Les principales implications de l’union parentale sont que, en cas de séparation, on procède au partage égal d’un patrimoine familial : la résidence, les meubles et les véhicules utilisés par la famille. À noter que seules les valeurs accumulées pendant l’union parentale sont partagées : on ne partage pas ce qu’on possédait avant la naissance du premier enfant commun né après le 29 juin 2025. Les parents sont aussi considérés de la même façon que des conjoints mariés pour ce qui est l’usage de la résidence, de la succession et de la prestation compensatoire (enrichissement injustifié).

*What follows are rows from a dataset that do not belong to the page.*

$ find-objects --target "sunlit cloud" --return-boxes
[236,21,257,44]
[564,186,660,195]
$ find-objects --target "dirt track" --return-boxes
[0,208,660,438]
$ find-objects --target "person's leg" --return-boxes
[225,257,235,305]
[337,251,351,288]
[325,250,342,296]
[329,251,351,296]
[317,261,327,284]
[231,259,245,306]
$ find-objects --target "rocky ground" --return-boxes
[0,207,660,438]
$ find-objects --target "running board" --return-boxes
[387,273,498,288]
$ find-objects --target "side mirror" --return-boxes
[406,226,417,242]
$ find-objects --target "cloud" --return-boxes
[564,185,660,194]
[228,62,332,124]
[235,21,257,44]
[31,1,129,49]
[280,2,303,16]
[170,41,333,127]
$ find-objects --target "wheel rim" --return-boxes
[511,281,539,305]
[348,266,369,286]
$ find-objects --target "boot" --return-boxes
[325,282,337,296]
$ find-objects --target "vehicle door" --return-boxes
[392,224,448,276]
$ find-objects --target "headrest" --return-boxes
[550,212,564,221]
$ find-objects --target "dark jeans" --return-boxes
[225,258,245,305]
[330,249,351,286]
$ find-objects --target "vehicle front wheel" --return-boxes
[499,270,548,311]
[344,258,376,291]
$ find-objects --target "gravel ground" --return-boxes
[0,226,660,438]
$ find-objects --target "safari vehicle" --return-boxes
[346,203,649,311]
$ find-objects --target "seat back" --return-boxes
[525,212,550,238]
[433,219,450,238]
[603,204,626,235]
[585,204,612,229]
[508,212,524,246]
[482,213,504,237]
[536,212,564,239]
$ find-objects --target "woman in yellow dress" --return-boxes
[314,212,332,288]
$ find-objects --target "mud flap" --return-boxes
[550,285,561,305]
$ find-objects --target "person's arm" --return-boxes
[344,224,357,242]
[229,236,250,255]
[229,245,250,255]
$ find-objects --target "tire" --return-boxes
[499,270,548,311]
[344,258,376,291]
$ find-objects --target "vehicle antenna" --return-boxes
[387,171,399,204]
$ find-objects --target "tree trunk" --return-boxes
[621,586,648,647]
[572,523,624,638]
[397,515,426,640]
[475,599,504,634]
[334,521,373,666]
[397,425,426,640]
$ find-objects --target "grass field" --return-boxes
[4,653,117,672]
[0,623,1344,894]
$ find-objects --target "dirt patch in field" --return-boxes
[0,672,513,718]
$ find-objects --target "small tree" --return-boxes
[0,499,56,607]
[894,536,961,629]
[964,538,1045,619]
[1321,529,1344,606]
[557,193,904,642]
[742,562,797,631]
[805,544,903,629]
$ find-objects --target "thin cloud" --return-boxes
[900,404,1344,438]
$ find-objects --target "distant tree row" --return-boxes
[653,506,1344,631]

Contrairement au mariage, l’union parentale n’ouvre pas droit à une pension alimentaire entre ex-conjoints. Elle n’entraîne pas non plus le partage des fonds de retraite ni des autres biens en dehors du patrimoine familial.
Tous les parents d’enfants nés à partir d’aujourd’hui sont soumis à ces nouvelles règles, même s’ils ne le savent pas et même s’ils ne sont pas d’accord. Pour renoncer à l’union parentale, il faut signer un consentement devant notaire.